I was really taken aback by this loss of control. It was something else that the film taught me – that there were so many things that I didn’t know. Ang Lee changes things. He’s an idealist, and he keeps pushing. That’s what I learnt from making that movie. I’m a lot less scared of failure now.
That’s very interesting to hear, because a lot of people would be tempted to say that you’re someone who’s always been in control, who’s never known failure.
But I have! I experience failure all the time! As a writer, you must know this. Failure is part of the job if you’re an artist. People just don’t see it, that’s all. It doesn’t mean that just because you’re a respected and well-known artist, life becomes easy.
You have to keep on working. That’s the most important lesson you can learn. I’m going to keep on auditioning for films – some I’ll get, others I won’t. It’s not going to stop me.
And it’s the same for my music. People like Ang Lee inspire me. Idealistic, rabble-rousing people, like Stevie Wonder – the sun is brighter when he’s playing in my headphones! It’s this optimism and energy that I hope I can project too.
Living famous
Do you think that talent competitions and reality TV shows are a good thing for young performers?
Well, on the one hand, they allow young people a way in, but the downside is that they make you believe that there is a right way and a wrong way to sing, and that is based solely on the opinions of the judges. They can destroy your confidence, and that’s not a good thing. And they also focus on the celebrity aspect rather than the music.
Recently, in Britain, there was a survey of children aged seven to 14, who were asked what they wanted to be when they grew up. A shocking percentage – I can’t remember how many exactly, but at least 50% - said “A Celebrity”. They didn’t say “actor” or “singer” or whatever, because that wasn’t important. The only important thing was to be famous.
(Laughs.) I shouldn’t laugh – that’s scary! And sad, too. If only they knew....

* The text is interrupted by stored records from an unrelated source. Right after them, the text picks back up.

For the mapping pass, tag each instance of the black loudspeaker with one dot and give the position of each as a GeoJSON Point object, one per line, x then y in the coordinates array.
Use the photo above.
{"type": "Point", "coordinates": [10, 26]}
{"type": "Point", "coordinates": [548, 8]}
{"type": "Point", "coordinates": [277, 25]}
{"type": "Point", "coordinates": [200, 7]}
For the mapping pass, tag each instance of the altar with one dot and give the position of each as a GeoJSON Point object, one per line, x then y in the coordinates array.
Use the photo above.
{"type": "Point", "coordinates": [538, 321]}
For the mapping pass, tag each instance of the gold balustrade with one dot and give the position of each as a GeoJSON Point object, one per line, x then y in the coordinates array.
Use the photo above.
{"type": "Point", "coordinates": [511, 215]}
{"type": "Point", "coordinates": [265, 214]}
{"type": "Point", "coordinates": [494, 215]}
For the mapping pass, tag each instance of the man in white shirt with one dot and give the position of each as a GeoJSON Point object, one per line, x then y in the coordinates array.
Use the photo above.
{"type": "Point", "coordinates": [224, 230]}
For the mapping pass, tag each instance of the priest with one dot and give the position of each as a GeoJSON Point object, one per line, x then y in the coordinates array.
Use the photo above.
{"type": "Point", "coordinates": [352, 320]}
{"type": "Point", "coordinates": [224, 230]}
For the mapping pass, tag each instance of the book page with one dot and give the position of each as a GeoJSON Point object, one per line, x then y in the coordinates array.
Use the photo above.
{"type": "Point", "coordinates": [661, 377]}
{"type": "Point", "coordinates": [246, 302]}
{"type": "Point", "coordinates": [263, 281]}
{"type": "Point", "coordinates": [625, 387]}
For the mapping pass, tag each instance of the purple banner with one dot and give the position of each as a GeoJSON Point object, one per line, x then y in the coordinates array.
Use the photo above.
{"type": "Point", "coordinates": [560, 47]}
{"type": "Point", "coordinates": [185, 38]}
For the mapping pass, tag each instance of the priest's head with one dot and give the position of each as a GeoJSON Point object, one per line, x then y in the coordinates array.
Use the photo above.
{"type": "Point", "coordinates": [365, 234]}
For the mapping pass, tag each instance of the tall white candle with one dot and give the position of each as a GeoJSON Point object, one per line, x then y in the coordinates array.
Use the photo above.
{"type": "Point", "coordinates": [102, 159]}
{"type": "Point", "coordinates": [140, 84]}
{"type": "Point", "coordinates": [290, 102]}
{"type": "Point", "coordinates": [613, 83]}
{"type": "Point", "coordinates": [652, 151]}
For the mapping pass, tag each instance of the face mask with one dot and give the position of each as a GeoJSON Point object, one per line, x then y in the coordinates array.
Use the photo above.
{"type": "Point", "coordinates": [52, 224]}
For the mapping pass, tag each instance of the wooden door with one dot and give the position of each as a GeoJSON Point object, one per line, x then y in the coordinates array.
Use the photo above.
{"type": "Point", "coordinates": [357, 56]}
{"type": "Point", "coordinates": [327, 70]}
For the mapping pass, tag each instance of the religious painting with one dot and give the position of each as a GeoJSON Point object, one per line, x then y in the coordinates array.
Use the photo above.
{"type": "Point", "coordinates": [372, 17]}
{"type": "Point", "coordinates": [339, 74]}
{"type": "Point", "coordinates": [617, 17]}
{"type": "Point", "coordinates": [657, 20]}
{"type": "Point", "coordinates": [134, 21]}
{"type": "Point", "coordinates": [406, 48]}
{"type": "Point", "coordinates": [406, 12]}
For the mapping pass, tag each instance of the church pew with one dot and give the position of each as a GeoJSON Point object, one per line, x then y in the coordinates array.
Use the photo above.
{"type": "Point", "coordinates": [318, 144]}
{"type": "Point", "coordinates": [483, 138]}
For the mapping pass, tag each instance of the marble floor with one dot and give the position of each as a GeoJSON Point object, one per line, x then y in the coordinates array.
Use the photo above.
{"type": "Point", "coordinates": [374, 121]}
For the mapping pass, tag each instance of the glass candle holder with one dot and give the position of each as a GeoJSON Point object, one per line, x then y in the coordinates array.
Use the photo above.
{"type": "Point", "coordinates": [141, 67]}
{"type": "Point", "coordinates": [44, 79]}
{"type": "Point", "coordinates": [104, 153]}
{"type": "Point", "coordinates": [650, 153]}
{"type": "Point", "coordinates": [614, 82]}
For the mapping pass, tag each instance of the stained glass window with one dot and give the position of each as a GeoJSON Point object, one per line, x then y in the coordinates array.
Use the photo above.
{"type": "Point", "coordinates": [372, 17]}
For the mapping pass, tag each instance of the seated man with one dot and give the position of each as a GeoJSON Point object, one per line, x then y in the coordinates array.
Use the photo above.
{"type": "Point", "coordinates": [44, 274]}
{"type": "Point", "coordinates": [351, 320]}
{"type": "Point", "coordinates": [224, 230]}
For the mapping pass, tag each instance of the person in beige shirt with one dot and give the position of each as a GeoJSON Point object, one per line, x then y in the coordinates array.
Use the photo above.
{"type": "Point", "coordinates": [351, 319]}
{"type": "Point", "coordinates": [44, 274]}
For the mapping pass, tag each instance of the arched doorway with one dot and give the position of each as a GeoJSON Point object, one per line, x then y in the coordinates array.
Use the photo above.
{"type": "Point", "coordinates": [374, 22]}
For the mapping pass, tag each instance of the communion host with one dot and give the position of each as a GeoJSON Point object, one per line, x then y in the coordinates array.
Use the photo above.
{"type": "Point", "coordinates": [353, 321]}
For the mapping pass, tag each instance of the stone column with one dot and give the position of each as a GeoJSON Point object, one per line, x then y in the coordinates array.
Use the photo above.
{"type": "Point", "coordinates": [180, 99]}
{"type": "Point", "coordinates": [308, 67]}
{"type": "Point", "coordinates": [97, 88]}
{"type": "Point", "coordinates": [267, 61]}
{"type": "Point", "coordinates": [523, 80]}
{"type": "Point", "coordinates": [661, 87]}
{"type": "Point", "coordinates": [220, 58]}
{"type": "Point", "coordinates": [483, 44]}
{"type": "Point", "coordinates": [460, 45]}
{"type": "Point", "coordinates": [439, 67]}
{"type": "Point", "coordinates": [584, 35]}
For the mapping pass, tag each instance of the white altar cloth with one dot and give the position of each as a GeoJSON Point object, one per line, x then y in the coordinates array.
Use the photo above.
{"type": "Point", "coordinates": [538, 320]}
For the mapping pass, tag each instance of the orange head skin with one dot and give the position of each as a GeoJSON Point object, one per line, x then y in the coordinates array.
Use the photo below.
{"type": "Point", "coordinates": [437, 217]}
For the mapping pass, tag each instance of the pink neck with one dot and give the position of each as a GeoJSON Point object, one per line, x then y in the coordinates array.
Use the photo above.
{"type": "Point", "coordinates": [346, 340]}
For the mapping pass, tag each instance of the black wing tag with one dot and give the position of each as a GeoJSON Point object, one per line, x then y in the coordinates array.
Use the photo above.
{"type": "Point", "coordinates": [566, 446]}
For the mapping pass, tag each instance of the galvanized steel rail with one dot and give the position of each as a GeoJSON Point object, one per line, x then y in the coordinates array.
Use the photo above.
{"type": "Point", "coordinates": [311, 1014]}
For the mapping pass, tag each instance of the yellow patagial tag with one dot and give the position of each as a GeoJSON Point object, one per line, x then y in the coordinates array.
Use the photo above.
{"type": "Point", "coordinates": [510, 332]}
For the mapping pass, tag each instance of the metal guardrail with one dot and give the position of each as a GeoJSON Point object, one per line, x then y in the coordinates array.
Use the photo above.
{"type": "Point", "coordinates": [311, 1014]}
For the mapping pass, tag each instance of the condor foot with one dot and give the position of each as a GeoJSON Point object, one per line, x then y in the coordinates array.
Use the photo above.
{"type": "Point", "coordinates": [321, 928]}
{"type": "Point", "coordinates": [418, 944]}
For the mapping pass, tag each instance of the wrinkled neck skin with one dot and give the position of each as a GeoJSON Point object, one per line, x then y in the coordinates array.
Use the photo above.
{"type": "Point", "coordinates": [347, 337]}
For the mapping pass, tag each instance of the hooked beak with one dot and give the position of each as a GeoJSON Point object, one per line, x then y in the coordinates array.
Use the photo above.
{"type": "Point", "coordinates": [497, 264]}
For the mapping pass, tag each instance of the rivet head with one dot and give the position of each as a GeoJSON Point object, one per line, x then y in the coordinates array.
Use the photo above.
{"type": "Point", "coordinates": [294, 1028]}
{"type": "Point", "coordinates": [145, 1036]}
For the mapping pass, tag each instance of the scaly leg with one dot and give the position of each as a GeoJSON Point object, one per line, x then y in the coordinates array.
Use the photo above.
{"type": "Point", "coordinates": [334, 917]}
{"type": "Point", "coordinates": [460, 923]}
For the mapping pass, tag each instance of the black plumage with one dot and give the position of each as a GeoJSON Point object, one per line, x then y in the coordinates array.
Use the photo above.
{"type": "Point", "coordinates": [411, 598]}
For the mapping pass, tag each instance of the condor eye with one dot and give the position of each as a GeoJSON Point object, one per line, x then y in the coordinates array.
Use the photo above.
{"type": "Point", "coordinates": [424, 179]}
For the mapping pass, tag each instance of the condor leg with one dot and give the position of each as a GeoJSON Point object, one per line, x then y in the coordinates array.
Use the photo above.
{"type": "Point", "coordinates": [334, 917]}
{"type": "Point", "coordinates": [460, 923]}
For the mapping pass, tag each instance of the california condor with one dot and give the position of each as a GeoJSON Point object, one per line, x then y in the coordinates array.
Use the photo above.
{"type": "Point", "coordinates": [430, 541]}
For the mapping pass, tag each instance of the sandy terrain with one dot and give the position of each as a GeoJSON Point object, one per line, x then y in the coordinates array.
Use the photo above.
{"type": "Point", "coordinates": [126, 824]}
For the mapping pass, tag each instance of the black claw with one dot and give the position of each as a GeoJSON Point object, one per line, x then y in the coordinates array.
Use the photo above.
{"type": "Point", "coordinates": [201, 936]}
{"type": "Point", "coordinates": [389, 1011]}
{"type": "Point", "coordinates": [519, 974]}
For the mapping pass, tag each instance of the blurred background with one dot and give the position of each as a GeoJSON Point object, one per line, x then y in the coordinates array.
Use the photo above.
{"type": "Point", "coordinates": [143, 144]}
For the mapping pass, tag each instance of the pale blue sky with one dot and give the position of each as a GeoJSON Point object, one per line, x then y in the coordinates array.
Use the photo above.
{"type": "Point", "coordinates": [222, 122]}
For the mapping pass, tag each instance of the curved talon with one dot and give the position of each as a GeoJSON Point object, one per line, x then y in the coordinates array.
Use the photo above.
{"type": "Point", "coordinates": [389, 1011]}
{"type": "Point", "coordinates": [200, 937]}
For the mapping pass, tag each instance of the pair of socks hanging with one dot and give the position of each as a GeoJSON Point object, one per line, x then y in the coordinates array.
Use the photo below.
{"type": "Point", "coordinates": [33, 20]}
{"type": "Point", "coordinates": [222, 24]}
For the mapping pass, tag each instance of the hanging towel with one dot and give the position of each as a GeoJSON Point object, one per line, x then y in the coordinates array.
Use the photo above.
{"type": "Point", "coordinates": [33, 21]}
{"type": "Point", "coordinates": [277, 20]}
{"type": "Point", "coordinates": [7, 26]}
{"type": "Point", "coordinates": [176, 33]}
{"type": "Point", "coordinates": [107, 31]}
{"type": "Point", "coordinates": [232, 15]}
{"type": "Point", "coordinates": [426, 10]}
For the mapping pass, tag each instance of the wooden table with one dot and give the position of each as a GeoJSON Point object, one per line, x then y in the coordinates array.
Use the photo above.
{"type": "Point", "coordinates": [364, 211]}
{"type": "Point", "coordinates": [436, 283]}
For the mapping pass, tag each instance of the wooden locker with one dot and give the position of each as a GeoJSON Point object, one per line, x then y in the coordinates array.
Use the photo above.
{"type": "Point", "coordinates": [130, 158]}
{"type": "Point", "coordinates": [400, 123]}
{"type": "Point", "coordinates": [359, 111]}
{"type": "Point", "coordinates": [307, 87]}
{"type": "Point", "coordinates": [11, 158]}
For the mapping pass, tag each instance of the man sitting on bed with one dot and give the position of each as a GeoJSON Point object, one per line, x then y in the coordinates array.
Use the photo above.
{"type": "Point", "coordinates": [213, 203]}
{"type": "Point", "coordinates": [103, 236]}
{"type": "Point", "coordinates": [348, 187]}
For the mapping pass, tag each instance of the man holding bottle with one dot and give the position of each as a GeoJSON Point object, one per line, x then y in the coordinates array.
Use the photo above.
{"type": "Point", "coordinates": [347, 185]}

How bad is it, really? Is the celebrity thing just an annoyance, or does it profoundly affect your life?
(Shakes his head.) It’s terrible. I can’t tell you the number of times I wish I had that Harry Potter cloak, you know, the one you can just put over yourself and become invisible. It’s a nightmare.
I have to draw my blinds 24/7, and every time I go in and out of my building there are cameras and paparazzi waiting outside. And the rumours … they’re the worst. People just say stuff about you, as if they know you. They just make it all up.
Thanks very much for your time, Leehom. I look forward to your new album – oh, wait, one more question, please. The readers will want to know this.
Sure.
What’s your favourite colour?
(Giggles, looks confused – too simple a question for this young man, obviously!) Um.…
Only joking! Shall I just make it up?
Fine by me.
Okay, Wang’s favourite colour is blue. Actually, I have no idea. But I do know that he didn’t like Hindemith when he was a child. But then again, which child does like Hindemith?